La conquista di Yarmouk e il niet di Putin
Tempo di lettura: 3 minutiL’esercito siriano riprende Yarmouk, che dal 2011 era sotto il controllo dell’Isis. Mette così in sicurezza definitivamente Damasco, sulla quale incombeva la minaccia dei missili sparati dall’area.
I “ribelli” di Yarmouk
Una notizia che dovrebbe essere accolta con sollievo in Occidente, stante la ferocia dell’Isis. Ma è passata del tutto inosservata, derubricata a una ulteriore conquista di Assad.
Tale la conseguenza della stralunata narrativa egemone, per cui Assad è il cattivo a prescindere, che fa strame della realtà dei fatti.
Per avere un’idea di tale straniamento, basta vedere il sottotitolo dell’articolo che la Stampa dedica a questa vicenda: “Finita la battaglia nel campo di Yarmouk, ultima enclave in mano ai ribelli”… “ribelli”, appunto.
Nulla importa che in realtà si tratta dell’Isis, come peraltro riporta anche l’articolo in questione. Tant’è.
Ora l’Isis rimane presente in maniera massiccia solo nella zona controllata dalle forze “ribelli”, i miliziani sostenuti dall’Occidente, e dagli Stati Uniti, nella zona Nord orientale della Siria.
L’Isis, l’Iran e la presenza Usa in Siria
Stranamente, l’esercito più potente del mondo non riesce ad aver la meglio sulle milizie del terrore sparse in questo fazzoletto di terra.

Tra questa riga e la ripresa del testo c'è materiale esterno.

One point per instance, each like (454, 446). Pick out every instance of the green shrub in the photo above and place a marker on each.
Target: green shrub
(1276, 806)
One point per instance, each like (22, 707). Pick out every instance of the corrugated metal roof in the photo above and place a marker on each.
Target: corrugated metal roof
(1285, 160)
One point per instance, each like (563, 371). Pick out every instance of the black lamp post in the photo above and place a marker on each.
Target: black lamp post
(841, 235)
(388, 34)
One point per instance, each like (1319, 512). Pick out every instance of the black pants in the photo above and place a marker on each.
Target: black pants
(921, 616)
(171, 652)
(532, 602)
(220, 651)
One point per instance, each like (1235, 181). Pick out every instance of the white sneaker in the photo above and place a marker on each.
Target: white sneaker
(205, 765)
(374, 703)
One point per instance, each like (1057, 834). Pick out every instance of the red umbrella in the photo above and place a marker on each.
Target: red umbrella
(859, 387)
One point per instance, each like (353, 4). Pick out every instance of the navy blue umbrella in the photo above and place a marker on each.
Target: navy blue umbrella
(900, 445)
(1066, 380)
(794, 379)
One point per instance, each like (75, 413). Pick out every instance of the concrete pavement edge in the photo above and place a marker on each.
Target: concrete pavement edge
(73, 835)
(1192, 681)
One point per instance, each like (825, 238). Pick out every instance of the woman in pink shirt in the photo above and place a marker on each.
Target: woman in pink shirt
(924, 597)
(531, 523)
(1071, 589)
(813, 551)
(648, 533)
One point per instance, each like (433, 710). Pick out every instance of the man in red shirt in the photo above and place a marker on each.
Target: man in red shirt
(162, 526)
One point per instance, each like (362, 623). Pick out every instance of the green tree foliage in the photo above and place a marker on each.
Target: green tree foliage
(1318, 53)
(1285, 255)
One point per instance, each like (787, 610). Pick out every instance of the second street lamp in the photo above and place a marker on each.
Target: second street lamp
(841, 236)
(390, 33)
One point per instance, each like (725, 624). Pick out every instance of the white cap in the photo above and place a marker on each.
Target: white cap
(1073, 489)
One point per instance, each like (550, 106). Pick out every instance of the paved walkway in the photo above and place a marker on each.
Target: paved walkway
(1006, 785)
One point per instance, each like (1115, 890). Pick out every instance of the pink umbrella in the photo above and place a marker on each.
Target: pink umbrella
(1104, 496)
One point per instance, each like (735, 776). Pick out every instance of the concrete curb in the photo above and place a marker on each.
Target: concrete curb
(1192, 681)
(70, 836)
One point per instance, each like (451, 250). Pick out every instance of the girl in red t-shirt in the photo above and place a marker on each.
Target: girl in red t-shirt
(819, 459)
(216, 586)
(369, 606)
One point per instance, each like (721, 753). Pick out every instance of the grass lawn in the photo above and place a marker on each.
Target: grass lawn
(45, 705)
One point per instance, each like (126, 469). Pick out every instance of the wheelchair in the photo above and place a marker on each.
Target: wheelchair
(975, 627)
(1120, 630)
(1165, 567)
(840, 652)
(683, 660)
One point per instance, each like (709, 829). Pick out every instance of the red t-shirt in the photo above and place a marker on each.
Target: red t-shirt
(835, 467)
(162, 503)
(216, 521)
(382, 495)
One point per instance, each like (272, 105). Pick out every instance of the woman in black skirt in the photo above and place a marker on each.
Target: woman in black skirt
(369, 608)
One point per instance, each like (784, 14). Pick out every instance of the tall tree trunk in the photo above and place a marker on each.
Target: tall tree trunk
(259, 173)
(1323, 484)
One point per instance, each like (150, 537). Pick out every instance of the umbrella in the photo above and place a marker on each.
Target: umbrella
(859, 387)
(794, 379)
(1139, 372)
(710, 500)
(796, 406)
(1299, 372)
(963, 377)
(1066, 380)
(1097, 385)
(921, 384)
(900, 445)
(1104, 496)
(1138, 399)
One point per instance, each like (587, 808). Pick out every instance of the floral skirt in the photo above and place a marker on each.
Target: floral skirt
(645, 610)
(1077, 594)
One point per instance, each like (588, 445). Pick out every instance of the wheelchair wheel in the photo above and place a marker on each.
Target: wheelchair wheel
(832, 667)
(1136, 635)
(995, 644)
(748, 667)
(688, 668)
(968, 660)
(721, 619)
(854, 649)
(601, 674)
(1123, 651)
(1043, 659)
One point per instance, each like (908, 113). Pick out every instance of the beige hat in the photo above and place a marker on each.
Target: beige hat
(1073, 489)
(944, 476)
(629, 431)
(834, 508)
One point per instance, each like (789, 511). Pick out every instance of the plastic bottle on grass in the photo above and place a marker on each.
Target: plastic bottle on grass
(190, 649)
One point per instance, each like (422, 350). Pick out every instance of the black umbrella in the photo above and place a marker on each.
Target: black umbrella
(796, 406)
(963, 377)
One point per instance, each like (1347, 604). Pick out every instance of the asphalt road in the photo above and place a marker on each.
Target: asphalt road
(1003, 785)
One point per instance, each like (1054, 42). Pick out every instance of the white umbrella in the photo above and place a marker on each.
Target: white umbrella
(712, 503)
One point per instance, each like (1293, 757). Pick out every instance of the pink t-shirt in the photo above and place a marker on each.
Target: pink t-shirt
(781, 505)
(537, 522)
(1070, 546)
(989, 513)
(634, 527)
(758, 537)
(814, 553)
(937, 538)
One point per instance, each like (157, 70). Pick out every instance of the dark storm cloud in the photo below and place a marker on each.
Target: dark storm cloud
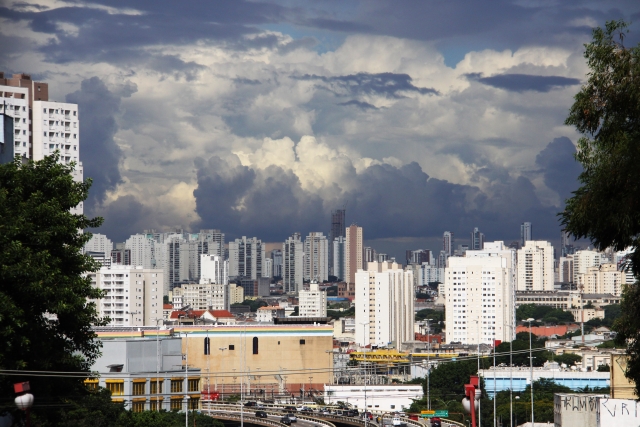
(125, 216)
(390, 85)
(387, 201)
(100, 154)
(245, 202)
(559, 167)
(359, 104)
(524, 82)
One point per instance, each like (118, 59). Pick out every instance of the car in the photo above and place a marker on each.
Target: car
(285, 420)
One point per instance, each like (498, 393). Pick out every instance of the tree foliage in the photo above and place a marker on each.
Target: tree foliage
(45, 316)
(606, 206)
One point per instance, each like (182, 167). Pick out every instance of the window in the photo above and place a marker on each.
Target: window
(138, 406)
(91, 384)
(176, 386)
(194, 402)
(116, 387)
(176, 404)
(138, 388)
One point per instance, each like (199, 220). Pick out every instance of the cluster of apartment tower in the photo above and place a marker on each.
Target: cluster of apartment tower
(478, 281)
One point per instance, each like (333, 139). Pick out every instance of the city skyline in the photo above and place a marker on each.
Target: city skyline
(280, 116)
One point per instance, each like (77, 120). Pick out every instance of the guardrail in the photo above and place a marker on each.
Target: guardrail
(256, 420)
(270, 411)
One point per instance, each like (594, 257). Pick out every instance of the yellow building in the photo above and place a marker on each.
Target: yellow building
(266, 359)
(621, 387)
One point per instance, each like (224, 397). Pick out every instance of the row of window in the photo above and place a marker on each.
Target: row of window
(116, 387)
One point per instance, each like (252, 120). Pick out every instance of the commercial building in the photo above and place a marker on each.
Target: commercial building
(535, 266)
(583, 260)
(337, 231)
(479, 296)
(384, 303)
(266, 358)
(246, 258)
(292, 264)
(477, 240)
(146, 372)
(603, 279)
(339, 269)
(312, 303)
(316, 253)
(353, 252)
(133, 295)
(447, 243)
(525, 233)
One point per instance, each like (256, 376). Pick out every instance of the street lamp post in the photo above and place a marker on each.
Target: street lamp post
(364, 331)
(428, 363)
(531, 366)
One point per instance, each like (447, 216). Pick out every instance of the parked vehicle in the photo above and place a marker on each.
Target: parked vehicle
(292, 417)
(285, 420)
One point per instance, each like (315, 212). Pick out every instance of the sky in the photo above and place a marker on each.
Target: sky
(259, 118)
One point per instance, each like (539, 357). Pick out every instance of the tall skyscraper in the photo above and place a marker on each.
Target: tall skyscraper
(354, 256)
(316, 266)
(292, 264)
(246, 258)
(337, 230)
(477, 240)
(384, 305)
(479, 295)
(535, 266)
(447, 243)
(38, 127)
(525, 233)
(339, 260)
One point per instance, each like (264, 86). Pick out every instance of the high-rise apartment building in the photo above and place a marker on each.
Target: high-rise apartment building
(477, 240)
(99, 243)
(603, 279)
(354, 252)
(292, 264)
(337, 230)
(480, 296)
(133, 294)
(447, 243)
(276, 258)
(384, 298)
(312, 303)
(316, 254)
(525, 233)
(246, 258)
(339, 258)
(583, 260)
(535, 266)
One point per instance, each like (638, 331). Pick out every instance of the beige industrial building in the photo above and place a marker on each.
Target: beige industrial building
(266, 359)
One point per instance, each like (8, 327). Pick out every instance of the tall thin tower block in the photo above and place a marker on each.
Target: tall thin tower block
(337, 230)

La battaglia tra le forze americane (e alleate) contro l’Isis, infatti, è condotta in totale surplace.
Non si hanno notizie di battaglie eclatanti, di vittorie o altro. Solo il generico “la guerra al terrorismo prosegue”, come da citazione della Repubblica.
Si deve considerare che si tratta dell’area di confine tra Iraq e Siria, zona più che strategica per quanto riguarda la realizzazione dell’asse sciita (che va da Teheran al Mediterraneo, via Iraq).
Il fatto che gli Stati Uniti dichiarino esplicitamente che l’Iran è il loro nemico numero uno e che non permetteranno mai la realizzazione dell’asse sciita fa immaginare scenari inquietanti, cioè che il contenimento dell’Iran sia più importante della guerra all’Isis.
Non solo: la presenza del Terrore oggettivamente giustifica la permanenza delle forze Usa in un’area tanto strategica e così ricca di petrolio. Che ovviamente non è commercializzato da Damasco, ma da altri.
Assad da Putin
Ma al di là, resta che ora il governo di Damasco controlla il 65% del territorio siriano e “per la prima volta da quando è scoppiata la guerra nel 2011, controlla le strade tra le tre principali città della Siria”, come si legge in un articolo sconfortato dell’Osservatorio siriano per i diritti umani (per il quale, dunque, era preferibile il controllo viario dell’Isis…).
La scorsa settimana Assad ha incontrato Putin a Sochi. Al di là delle dichiarazioni riguardanti il futuro assetto della Siria, ad oggi più che incerto, con questo incontro il presidente russo ha inteso ribadire la sua alleanza con il presidente siriano.
E indicare che il dispiegamento militare russo in Siria, incrementato negli ultimi tempi, non è una mera mossa propagandistica.
Peraltro il conflitto siriano vede una nuova pagina: la guerra d’attrito impegnata da Israele contro la presenza iraniana in Siria, che rischia di tracimare in scontro aperto con Damasco.
Il ministro dell’Energia, Yuval Steinitz, ha addirittura minacciato che Israele è pronta a “uccidere Assad“, se non caccerà gli iraniani. Minaccia seria.
Putin è mediatore naturale tra le parti. E sta svolgendo con successo una funzione di attutimento del conflitto, anche perché nessuno, ad oggi, vuole un’escalation.
Ma il suo incontro con Assad ha un valore più precipuo. Ha voluto cioè esprimere in maniera inequivocabile il suo “niet” ai propositi omicidiari del governo israeliano.